Afrique du Sud: 20 rebelles congolais devant la justice

Etienne Kabila devant la cour de Pretoria, le 27 février 2013.
© AFP PHOTO / STRINGER

En Afrique du Sud, le procès de 20 rebelles congolais présumés s’est ouvert le lundi 4 août à Pretoria, après avoir été repoussé deux semaines de suite. Ces hommes sont accusés d’avoir comploté pour renverser le président Joseph Kabila. Ils ont été arrêtés en février 2013 dans le nord de l’Afrique du Sud alors qu'ils se préparaient à rejoindre un camp d'entraînement militaire. Leurs soutiens dénoncent une machination.

Les 20 prévenus congolais ont été formellement inculpés « d’activités mercenaires » et de « conspiration en vue d’assassinat » par le procureur Shaun Abrahams. Selon l’accusation, ils avaient pour intention d’assassiner Joseph Kabila ainsi que le ministre de l’Intérieur congolais et plusieurs hauts dignitaires de l’armée. Les accusés auraient cherché à acquérir une liste impressionnante d’armes et de matériel pour mener à bien leur opération.

« Ils n’avaient pas toutes les armes en leur possession, mais ils les avaient commandées (à un policier qui avait infiltré le groupe, NDLR). L’accusation va bien sûr chercher à montrer qu’ils voulaient s’en servir », explique maître Joubert, l’avocate de quatre des rebelles présumés.

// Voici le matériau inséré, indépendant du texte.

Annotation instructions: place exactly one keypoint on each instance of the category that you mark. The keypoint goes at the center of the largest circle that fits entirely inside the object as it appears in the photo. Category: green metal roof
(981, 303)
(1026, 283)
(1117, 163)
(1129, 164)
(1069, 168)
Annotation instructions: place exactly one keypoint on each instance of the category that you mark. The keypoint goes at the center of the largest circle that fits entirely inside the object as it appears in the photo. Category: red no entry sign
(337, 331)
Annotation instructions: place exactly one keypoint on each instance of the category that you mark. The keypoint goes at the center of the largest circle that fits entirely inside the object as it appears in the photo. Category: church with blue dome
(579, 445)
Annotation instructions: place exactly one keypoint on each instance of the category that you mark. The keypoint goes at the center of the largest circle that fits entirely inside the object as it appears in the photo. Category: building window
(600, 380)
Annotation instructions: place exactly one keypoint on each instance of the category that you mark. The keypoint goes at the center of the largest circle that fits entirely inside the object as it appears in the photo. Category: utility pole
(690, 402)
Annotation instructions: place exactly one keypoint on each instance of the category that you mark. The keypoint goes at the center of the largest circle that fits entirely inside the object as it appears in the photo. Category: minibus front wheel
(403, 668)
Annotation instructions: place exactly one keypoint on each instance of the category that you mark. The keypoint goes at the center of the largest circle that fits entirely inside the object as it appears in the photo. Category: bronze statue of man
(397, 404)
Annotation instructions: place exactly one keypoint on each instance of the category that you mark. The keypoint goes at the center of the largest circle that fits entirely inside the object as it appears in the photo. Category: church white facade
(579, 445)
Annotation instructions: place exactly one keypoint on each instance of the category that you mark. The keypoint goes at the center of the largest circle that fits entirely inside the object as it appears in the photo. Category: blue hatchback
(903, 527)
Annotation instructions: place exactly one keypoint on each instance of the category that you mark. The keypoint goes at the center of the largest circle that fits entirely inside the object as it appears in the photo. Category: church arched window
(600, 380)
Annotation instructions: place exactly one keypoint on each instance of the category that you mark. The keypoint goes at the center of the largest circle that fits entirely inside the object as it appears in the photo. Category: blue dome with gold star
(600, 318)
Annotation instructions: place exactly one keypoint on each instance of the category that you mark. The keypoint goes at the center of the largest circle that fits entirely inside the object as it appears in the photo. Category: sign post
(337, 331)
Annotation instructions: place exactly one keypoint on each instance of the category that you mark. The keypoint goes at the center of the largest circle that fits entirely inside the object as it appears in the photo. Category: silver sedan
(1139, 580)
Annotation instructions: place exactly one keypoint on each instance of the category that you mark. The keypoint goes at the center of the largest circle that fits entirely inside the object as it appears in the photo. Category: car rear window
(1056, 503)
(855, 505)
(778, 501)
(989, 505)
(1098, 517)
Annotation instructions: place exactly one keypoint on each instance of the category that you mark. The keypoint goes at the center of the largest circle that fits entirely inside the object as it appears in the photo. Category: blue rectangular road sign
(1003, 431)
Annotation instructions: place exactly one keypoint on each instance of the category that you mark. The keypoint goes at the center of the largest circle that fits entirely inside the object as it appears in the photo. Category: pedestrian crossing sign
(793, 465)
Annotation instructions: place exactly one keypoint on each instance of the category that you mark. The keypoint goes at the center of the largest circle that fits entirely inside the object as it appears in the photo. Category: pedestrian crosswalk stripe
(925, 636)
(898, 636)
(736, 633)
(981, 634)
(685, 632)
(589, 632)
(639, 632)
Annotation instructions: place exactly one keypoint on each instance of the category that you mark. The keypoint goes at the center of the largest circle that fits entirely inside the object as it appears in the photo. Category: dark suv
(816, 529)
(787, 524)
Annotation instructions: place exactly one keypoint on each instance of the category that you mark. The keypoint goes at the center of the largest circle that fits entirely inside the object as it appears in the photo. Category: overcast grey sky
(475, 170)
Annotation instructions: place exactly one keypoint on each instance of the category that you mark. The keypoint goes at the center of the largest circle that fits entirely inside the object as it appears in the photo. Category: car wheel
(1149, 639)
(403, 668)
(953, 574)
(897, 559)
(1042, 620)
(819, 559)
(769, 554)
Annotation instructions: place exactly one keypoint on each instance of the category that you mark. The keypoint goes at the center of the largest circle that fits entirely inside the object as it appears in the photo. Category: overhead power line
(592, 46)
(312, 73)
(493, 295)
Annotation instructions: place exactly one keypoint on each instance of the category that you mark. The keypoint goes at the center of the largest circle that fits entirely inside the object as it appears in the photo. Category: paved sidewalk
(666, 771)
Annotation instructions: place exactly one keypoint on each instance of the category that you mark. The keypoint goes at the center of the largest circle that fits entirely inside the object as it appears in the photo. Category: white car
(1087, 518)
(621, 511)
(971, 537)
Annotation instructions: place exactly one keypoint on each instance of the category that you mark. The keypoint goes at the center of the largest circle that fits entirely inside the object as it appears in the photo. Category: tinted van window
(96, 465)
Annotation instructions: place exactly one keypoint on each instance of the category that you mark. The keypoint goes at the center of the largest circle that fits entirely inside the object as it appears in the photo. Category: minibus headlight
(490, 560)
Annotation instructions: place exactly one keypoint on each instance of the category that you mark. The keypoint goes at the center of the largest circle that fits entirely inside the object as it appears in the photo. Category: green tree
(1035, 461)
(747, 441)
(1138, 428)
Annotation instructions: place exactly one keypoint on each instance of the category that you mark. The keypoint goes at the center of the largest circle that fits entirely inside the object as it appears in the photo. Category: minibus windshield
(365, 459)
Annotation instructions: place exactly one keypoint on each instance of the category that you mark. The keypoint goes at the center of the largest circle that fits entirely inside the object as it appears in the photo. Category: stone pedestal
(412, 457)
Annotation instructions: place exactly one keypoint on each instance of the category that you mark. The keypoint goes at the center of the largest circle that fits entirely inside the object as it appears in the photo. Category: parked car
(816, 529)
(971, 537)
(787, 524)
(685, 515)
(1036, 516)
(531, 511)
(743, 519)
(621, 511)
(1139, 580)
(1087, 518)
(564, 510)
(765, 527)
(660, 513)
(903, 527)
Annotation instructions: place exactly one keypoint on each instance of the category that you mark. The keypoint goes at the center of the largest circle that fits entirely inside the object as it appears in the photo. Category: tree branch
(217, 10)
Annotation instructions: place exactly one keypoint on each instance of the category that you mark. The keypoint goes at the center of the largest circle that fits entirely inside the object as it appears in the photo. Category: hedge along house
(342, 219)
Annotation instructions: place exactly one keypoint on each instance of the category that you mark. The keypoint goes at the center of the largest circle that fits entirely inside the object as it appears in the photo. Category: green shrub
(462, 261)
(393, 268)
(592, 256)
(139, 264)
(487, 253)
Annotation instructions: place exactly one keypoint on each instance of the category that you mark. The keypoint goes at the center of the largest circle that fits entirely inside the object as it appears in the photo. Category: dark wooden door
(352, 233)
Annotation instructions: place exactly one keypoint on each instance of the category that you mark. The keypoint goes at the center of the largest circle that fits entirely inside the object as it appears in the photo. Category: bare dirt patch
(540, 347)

Les suspects nient en bloc

Les 20 prévenus ont plaidé tour à tour « non coupables », de toutes les charges retenues contre eux. Etienne Kabila, présenté comme le chef du groupe, est le seul à avoir répondu en français, d’une voix assurée. « Il nie avoir entraîné qui que ce soit ou avoir recruté qui que ce soit. Il déclare qu’il n’a pas cherché à organiser un crime ni à comploter pour aller tuer le président de la RDC. Il nie en bloc », détaille son avocate, maître Phahlani.

Pour l’heure, le juge étudie les différents recours déposés par la défense pour tenter d’invalider la procédure. Dans quelques jours, les premiers témoins seront entendus notamment les policiers à l’origine de l’arrestation des rebelles présumés.